Aunque las leyes deben
estar informada por este principio constitucional, en ocasiones pueden
constituir un límite para el mismo. El libre desarrollo de la personalidad no
implica una total libertad de acción, el Estado en aras de una convivencia
pacífica o del bien común podrá limitarlo. Así, el bien jurídico protegido de
la salud pública podría habilitar al Estado para limitar por ley dicho
desarrollo de la personalidad. Pero para que tal ley pueda considerarse
constitucional debe existir una proporcionalidad entre la limitación que supone
para el principio y la necesidad de la propia ley. En este sentido, la
idoneidad de la actual legislación criminal sobre drogas se ha mostrado del
todo inexistente, desvirtuando la finalidad que esta pudiera tener y no
justificando, por tanto, la interferencia que provoca sobre el libre desarrollo
de la personalidad.
El propio artículo 10 de
la Constitución española, en su párrafo segundo, impone más límites al
establecer que“Las normas relativas a los derechos fundamentales y a las
libertades que la Constitución reconoce se interpretarán de conformidad con la
Declaración Universal de Derechos Humanos y los tratados y acuerdos
internacionales sobre las mismas materias ratificados por España.”
España tiene ratificados
varios convenios internacionales en el ámbito del tráfico de estupefacientes de
los que se deriva toda la legislación nacional sobre drogas. Los principales,
la Convención Única de 1961 y el Convenio sobre Sustancias Psicotrópicas de
Viena de 1971, le obligan penalmente a adoptar las medidas necesarias contra
conductas como el cultivo o la posesión, a reserva de lo dispuesto en nuestra
Constitución. De manera que la interpretación del principio constitucional del
libre desarrollo de la personalidad aquí defendida eximiría de la persecución de
tales actividades.No parece que la actual deriva de la política criminal en
nuestro país se vaya a decantar por una progresiva despenalización.

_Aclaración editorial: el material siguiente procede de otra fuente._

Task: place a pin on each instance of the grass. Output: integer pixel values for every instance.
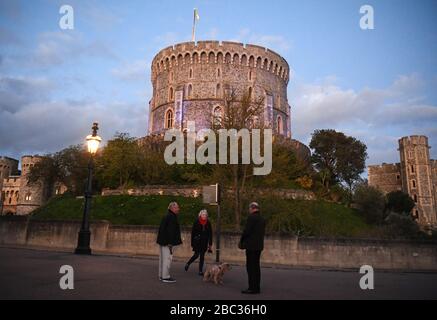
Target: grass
(305, 218)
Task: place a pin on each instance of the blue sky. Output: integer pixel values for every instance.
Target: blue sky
(377, 85)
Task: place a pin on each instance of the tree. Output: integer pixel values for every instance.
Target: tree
(337, 157)
(399, 202)
(120, 162)
(67, 166)
(370, 201)
(239, 112)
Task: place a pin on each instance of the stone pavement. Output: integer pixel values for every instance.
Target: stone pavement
(34, 274)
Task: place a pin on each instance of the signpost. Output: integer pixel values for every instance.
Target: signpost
(211, 196)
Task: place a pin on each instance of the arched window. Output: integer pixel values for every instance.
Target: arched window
(280, 125)
(189, 91)
(220, 57)
(169, 119)
(228, 58)
(244, 60)
(218, 91)
(218, 116)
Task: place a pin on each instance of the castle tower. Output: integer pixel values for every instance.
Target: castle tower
(8, 167)
(417, 177)
(191, 79)
(31, 195)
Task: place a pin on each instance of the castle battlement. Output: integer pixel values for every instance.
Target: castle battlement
(384, 167)
(415, 175)
(414, 139)
(216, 52)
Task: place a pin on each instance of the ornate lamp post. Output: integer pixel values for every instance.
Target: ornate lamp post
(83, 243)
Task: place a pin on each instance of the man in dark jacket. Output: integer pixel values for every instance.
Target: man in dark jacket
(169, 236)
(253, 241)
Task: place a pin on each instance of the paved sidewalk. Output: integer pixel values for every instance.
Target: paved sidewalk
(34, 274)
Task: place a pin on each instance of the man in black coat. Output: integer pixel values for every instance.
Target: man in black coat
(253, 241)
(169, 236)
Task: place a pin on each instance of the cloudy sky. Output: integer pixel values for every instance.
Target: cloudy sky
(376, 85)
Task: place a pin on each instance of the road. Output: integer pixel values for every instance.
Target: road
(34, 274)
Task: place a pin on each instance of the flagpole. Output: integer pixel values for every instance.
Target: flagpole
(193, 36)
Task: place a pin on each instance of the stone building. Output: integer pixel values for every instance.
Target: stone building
(17, 195)
(191, 79)
(416, 175)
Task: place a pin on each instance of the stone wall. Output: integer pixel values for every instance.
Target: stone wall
(196, 191)
(284, 251)
(386, 177)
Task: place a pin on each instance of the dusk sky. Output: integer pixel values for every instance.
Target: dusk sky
(377, 85)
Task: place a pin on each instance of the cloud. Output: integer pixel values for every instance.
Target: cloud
(33, 122)
(379, 117)
(8, 37)
(57, 48)
(17, 92)
(275, 42)
(51, 126)
(132, 71)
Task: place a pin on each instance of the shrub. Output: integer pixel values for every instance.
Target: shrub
(371, 203)
(399, 202)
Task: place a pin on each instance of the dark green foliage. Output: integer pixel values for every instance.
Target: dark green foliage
(371, 203)
(399, 202)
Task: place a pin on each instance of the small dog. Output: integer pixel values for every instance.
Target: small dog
(214, 273)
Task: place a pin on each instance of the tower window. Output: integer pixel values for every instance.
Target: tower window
(169, 119)
(189, 90)
(218, 116)
(279, 125)
(218, 91)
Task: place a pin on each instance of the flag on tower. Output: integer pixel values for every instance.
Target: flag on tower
(196, 17)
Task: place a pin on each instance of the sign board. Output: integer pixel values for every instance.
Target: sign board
(211, 194)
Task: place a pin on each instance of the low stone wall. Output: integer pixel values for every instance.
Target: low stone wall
(279, 250)
(196, 191)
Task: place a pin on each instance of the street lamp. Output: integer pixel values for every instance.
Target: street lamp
(83, 243)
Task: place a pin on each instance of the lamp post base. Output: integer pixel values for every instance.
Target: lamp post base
(83, 243)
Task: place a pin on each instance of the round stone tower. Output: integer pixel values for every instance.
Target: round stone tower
(190, 80)
(31, 195)
(417, 180)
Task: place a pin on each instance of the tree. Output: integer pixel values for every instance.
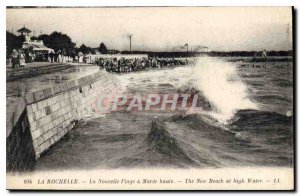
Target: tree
(58, 41)
(102, 48)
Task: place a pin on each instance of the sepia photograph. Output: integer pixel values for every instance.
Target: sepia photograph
(150, 98)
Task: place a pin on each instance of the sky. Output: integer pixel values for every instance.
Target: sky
(163, 28)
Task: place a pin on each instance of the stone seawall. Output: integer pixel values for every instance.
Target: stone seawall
(50, 113)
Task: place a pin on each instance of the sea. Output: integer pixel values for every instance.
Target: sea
(246, 121)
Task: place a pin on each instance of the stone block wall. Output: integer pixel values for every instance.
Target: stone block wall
(52, 112)
(45, 116)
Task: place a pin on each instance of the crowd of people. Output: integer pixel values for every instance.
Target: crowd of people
(20, 57)
(123, 65)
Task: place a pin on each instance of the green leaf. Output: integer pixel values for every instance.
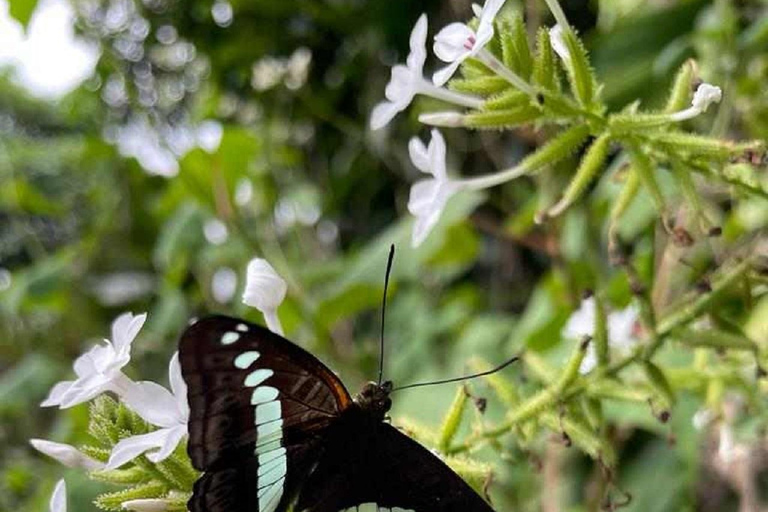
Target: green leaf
(22, 10)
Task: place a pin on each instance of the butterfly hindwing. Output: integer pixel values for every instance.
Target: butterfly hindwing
(258, 408)
(379, 468)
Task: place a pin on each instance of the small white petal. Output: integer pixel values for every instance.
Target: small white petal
(125, 329)
(146, 505)
(56, 393)
(172, 438)
(382, 114)
(621, 327)
(453, 42)
(178, 386)
(419, 154)
(418, 42)
(264, 289)
(443, 75)
(582, 322)
(557, 41)
(485, 27)
(58, 501)
(437, 154)
(131, 447)
(705, 95)
(153, 403)
(443, 119)
(65, 454)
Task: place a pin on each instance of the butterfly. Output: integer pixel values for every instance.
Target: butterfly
(273, 429)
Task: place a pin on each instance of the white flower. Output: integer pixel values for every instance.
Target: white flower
(429, 197)
(146, 505)
(705, 95)
(98, 370)
(158, 406)
(557, 41)
(457, 42)
(265, 290)
(66, 454)
(58, 501)
(406, 80)
(620, 326)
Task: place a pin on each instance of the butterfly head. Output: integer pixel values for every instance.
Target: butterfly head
(374, 398)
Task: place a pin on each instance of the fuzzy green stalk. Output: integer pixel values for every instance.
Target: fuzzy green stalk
(593, 161)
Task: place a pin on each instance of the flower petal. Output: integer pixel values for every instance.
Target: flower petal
(58, 501)
(445, 74)
(485, 28)
(131, 447)
(382, 114)
(423, 194)
(705, 95)
(153, 403)
(437, 152)
(419, 154)
(418, 44)
(582, 322)
(451, 42)
(178, 387)
(400, 90)
(125, 329)
(621, 327)
(56, 393)
(172, 438)
(264, 289)
(65, 454)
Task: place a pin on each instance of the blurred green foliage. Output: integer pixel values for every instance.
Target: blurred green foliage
(86, 232)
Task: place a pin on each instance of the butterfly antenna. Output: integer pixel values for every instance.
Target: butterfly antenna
(384, 310)
(459, 379)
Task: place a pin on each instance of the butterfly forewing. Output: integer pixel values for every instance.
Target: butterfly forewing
(382, 469)
(258, 407)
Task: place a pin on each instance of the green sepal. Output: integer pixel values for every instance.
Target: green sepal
(481, 86)
(560, 147)
(659, 383)
(580, 73)
(680, 92)
(499, 119)
(515, 50)
(113, 501)
(593, 161)
(452, 419)
(509, 99)
(545, 70)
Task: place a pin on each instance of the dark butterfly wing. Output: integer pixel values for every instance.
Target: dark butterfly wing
(379, 469)
(258, 408)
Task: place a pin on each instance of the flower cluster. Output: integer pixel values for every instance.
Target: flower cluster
(100, 370)
(516, 87)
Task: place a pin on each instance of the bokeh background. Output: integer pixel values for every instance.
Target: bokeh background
(150, 148)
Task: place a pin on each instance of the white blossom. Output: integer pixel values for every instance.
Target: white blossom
(265, 290)
(620, 326)
(429, 197)
(457, 42)
(66, 454)
(406, 79)
(99, 369)
(557, 40)
(705, 95)
(168, 410)
(58, 501)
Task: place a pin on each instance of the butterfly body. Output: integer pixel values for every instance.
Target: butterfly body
(273, 429)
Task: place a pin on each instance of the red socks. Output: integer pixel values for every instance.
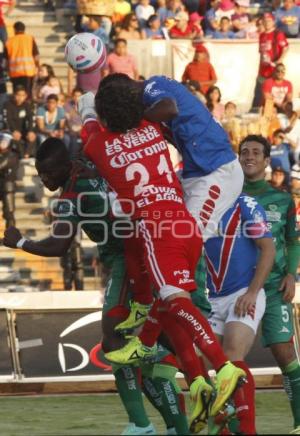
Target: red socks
(191, 364)
(159, 319)
(198, 329)
(244, 400)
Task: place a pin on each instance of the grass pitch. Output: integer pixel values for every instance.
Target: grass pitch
(104, 415)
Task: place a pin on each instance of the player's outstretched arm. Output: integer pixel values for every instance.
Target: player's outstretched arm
(162, 111)
(54, 245)
(245, 304)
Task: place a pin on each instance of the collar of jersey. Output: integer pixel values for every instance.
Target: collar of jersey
(255, 187)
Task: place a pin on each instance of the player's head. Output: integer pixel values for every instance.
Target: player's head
(119, 103)
(254, 153)
(53, 163)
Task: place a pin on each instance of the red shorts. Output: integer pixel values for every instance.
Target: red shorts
(169, 250)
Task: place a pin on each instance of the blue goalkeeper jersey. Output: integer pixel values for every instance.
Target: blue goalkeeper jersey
(201, 140)
(231, 257)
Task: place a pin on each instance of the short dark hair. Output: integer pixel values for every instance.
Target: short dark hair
(52, 97)
(261, 140)
(52, 148)
(119, 40)
(278, 132)
(19, 27)
(120, 104)
(77, 89)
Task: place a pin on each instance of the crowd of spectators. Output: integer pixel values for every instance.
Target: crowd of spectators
(39, 106)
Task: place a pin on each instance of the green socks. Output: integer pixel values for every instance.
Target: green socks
(130, 393)
(165, 398)
(291, 382)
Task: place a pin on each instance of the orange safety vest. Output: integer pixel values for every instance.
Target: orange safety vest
(20, 60)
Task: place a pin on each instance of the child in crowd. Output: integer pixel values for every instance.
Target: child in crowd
(224, 31)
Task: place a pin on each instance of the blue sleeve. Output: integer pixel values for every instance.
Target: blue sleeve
(156, 89)
(254, 219)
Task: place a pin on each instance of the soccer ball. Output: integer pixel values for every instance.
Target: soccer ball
(85, 52)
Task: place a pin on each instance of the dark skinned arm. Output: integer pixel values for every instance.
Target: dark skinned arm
(55, 245)
(164, 110)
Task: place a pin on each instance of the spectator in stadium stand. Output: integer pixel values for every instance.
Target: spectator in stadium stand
(96, 25)
(195, 21)
(281, 152)
(3, 79)
(167, 9)
(153, 29)
(130, 28)
(52, 86)
(44, 72)
(9, 161)
(143, 11)
(22, 56)
(73, 120)
(10, 4)
(290, 124)
(120, 61)
(273, 46)
(51, 120)
(241, 19)
(226, 9)
(182, 28)
(213, 102)
(210, 21)
(121, 9)
(295, 178)
(260, 25)
(224, 31)
(19, 120)
(279, 179)
(200, 69)
(194, 87)
(278, 88)
(288, 19)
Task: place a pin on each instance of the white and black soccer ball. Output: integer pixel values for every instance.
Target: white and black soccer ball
(85, 52)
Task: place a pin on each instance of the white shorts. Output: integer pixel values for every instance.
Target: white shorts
(209, 197)
(222, 311)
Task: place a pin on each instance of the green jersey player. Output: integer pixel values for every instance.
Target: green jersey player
(277, 323)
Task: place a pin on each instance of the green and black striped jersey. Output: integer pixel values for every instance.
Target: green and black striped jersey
(85, 203)
(281, 217)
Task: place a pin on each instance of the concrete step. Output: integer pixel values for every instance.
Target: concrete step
(32, 18)
(49, 29)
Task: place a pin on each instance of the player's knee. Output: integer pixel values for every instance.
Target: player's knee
(284, 353)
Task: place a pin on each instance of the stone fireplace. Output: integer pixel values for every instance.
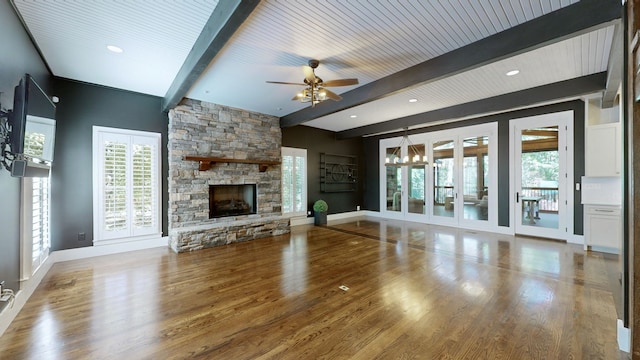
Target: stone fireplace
(232, 200)
(247, 194)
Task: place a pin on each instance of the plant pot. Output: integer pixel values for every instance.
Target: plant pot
(320, 218)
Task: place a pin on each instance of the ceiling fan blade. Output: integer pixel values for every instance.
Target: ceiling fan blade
(284, 83)
(340, 82)
(309, 75)
(331, 95)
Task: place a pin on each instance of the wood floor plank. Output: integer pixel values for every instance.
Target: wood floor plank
(415, 292)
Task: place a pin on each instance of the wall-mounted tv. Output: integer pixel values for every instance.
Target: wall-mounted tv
(32, 129)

De hecho la
reciente modificación de la Ley de Seguridad Ciudadana establece nuevas
conductas sancionables en materia de drogas y agrava las ya existentes. Poco se
puede esperar por esa vía. Pero tampoco en México existían grandes expectativas
de progreso en el cauce legislativo. De ahí la necesidad de empoderamiento
legal de los ciudadanos mediante el uso de las herramientas jurídicas ya
existentes en nuestro ordenamiento.
Antonio Sánchez Gómez.
Letrado de la Administración Justicia del Ministerio de Justicia español.
Secretario Judicial en Juzgados de Instrucción.